The $68 Billion U.S.-South Korea Trade Question

When heads of state gather for fancy dinners and friendly chatter, leaders sometime cut through their own ponderous bureaucracies and actually get something done. President Barack Obama and South Korean President Lee Myung Bak did just that on June 26 when they announced at the Group of 20 summit in Toronto that they intended to revive a trade agreement inked back in 2007 but never approved by either country's legislature.

Both sides aim to rework the deal by November, when the G-20 next meets in Seoul. With nearly $68 billion in two-way trade, it would be the largest U.S. free-trade pact since Nafta in 1994 and could help Obama make good on a March pledge to double American exports in five years.

Obama hasn't sent the existing deal to Congress because of labor opposition. The U.S. economy's massive job losses—15 million people were jobless as of May—doesn't help matters. An even more intractable problem in the way of a new agreement involves trucks. Ford Motor (F) and the United Auto Workers want Washington to keep a 25 percent tariff on pickup truck imports into the U.S. (Ford's F-series is America's best-selling vehicle.) The deal with the South Koreans would require the U.S. to phase out that tariff over the next decade.

Right now, Hyundai Motor and Kia Motors, the two largest Korean automakers, don't make trucks that could compete with the American brands. However, in a September filing to the U.S. Trade Representative, the UAW said: "It would be relatively easy for Korean manufacturers to ramp up production for export to the U.S." Adds Barbara Somson, the UAW's top official in Washington: "A lot of damage could be done to our jobs in pickup plants."

Ford makes a different case: By agreeing to cut tariffs, the U.S. is trading away its best bargaining chip to pry open the Korean market to American-branded vehicles, something the U.S. has tried and failed to do since the 1990s. This deal "represents the last, best chance to open the Korean market," Ford said in a statement. "There certainly is a problem in Korea," says Daniel J. Ikenson, associate director at the Center for Trade Policy Studies.

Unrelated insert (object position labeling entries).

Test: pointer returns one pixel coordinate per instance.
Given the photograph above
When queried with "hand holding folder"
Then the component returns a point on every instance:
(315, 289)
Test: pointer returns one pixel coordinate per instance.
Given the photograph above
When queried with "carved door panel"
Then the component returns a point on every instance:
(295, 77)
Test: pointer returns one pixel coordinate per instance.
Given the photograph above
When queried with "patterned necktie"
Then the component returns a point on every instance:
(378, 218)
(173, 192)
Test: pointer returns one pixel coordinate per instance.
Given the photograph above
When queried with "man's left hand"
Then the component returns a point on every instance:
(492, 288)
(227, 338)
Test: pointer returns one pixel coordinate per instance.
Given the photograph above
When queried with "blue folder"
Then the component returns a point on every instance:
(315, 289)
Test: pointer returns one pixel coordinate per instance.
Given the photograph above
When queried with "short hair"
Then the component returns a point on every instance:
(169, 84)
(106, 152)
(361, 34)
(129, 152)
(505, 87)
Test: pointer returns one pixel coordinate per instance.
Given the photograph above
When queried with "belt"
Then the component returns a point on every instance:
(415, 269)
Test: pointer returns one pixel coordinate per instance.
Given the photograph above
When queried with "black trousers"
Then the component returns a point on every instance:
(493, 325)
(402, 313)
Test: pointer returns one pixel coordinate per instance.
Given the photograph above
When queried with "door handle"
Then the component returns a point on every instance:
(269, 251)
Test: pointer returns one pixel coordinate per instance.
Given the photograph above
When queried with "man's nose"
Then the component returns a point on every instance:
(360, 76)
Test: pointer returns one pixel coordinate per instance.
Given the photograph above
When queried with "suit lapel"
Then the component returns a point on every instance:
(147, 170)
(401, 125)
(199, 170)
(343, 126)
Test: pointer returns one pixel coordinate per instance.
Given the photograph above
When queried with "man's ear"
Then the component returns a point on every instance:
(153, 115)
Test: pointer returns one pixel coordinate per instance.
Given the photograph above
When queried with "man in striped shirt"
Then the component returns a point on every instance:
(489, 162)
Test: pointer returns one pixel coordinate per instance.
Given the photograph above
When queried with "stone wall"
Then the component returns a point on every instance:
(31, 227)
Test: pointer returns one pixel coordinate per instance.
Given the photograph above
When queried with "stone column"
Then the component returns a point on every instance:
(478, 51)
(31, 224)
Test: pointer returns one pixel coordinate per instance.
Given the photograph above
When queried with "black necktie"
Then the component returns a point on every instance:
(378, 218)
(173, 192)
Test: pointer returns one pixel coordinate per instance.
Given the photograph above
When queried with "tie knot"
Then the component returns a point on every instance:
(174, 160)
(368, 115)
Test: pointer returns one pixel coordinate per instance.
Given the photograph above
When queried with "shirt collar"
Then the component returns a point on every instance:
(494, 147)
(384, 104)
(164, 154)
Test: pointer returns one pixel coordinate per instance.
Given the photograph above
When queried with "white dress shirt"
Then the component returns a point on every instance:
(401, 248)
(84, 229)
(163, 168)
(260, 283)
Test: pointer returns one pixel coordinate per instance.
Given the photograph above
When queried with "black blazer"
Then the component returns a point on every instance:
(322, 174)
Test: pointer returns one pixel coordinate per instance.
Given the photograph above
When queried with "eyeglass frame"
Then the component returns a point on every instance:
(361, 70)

Still, he believes the Big Three are "more concerned with market competition in the U.S. than in gaining Korean market share."

South Korea's passenger carmakers have made huge inroads in the U.S., which imported $8.4 billion worth of autos and auto parts from Korea in 2009. That could increase by as much as $1.7 billion a year as a result of the free-trade deal, the U.S. International Trade Commission estimates. By contrast the U.S. sent only 6,140 autos to Korea last year, a total Ford blames on a variety of taxes, customs, and regulatory standards that discriminate against foreign competition. "Korea is the classic example of bad trade policy: keeping everyone else out while going on a worldwide export binge," says Stephen J. Collins, president of the American Automotive Policy Council, which represents Ford, General Motors, and Chrysler. "We are open to looking at a good trade agreement, but this one flunked." GM, which has a South Korean unit, GM Daewoo Auto & Technology, is sitting out the debate, he says. GM makes and sells cars in the Korean market and uses the Daewoo unit to sell to China as well.

One skeptic Obama will have to bring around is House Ways & Means Chairman Sander Levin (D-Mich.), whose suburban Detroit district is home to thousands of autoworkers. Levin offered a proposal in 2007 to make sure as many U.S. cars enter Korea duty-free as Korean cars enter the U.S. duty-free. The 25 percent truck tariff? It would stay in place.

The bottom line: The big hurdle to a U.S.-South Korea trade deal may be Ford Motor, which wants to protect its pickup truck market.